British authorities suspect the $61 billion deal could limit competition.

The CMA explained their concerns in an announcement on Monday. “The Competition and Markets Authority (CMA) is considering whether the transaction may be expected to result in a substantial lessening of competition within any market or markets in the United Kingdom for goods or services.”

The authority invited comments “from any interested party” until December 6. The verdict’s deadline, however, remains to be announced. Broadcom announced that it planned to buy VMware for $61 billion in May.

The threat of acquisitions

Last month, the companies announced they’re seeking European Union antitrust approval. Such approval, however, will not automatically extend to the post-Brexit United Kingdom.

Tech deals have traditionally drawn intense scrutiny from regulators around the world. The spotlight is shone brightest on deals that pose the threat of bringing too much market power into the hands of a few.

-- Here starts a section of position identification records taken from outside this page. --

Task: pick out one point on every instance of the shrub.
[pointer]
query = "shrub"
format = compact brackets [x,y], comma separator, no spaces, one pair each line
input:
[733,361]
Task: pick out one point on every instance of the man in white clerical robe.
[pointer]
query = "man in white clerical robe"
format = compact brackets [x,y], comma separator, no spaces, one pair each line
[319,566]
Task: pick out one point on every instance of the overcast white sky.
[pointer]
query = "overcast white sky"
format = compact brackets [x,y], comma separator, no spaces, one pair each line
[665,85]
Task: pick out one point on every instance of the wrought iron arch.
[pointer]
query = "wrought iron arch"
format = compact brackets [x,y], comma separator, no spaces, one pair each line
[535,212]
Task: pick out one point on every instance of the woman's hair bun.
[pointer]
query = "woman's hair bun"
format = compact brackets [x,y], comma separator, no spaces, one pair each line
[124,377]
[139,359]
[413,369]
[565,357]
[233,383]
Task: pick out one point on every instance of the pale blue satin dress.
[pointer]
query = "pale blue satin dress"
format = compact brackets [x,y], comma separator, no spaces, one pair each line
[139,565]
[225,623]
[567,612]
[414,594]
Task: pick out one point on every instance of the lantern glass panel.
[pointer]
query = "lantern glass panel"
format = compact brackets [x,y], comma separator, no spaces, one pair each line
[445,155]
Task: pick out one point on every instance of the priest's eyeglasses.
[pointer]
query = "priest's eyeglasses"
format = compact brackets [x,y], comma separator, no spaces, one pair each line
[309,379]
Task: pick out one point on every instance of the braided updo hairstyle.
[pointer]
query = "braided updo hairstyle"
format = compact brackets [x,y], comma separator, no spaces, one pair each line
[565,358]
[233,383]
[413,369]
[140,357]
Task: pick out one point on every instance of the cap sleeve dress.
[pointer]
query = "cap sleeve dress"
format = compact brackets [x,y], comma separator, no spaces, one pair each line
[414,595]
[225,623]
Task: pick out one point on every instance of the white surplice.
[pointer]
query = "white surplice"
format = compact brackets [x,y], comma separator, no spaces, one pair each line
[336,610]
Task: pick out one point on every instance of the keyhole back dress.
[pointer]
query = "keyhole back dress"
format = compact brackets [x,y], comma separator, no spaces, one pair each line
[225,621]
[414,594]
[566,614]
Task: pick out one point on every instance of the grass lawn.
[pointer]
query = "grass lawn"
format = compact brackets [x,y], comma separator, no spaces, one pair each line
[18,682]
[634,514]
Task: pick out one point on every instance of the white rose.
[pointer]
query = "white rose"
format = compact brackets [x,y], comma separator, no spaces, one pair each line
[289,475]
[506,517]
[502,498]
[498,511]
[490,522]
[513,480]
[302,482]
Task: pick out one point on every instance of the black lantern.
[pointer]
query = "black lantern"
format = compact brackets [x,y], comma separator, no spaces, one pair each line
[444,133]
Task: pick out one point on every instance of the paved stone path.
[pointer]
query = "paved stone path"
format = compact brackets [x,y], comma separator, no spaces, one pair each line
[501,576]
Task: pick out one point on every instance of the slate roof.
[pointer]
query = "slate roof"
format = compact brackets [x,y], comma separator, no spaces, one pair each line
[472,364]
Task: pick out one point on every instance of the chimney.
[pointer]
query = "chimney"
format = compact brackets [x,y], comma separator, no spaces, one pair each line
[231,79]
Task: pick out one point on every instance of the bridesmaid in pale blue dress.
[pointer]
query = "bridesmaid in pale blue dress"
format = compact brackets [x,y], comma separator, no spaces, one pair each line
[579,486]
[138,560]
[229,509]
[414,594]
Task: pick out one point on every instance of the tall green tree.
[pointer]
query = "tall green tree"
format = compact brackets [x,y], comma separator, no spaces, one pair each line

Moreover, the tech sector is particularly susceptible to large companies acquiring smaller, competent and perhaps more agile startup competitors, only to shut them down to eliminate competition.

Broadcom was quick to reassure

Broadcom explained the acquisition as an attempt to diversify its business into enterprise software with an emphasis on multicloud environments. During the acquisition’s announcement, Broadcom was quick to assure that there would be no price hike on VMware products.

The company makes it a practice not to raise the prices of existing products after acquisitions, Broadcom’s CEO Hock Tan wrote in a blog post at the time of the acquisition’s announcement. He noted that Broadcom’s strategy revolves around the development of new technology and the continuous improvement of existing products.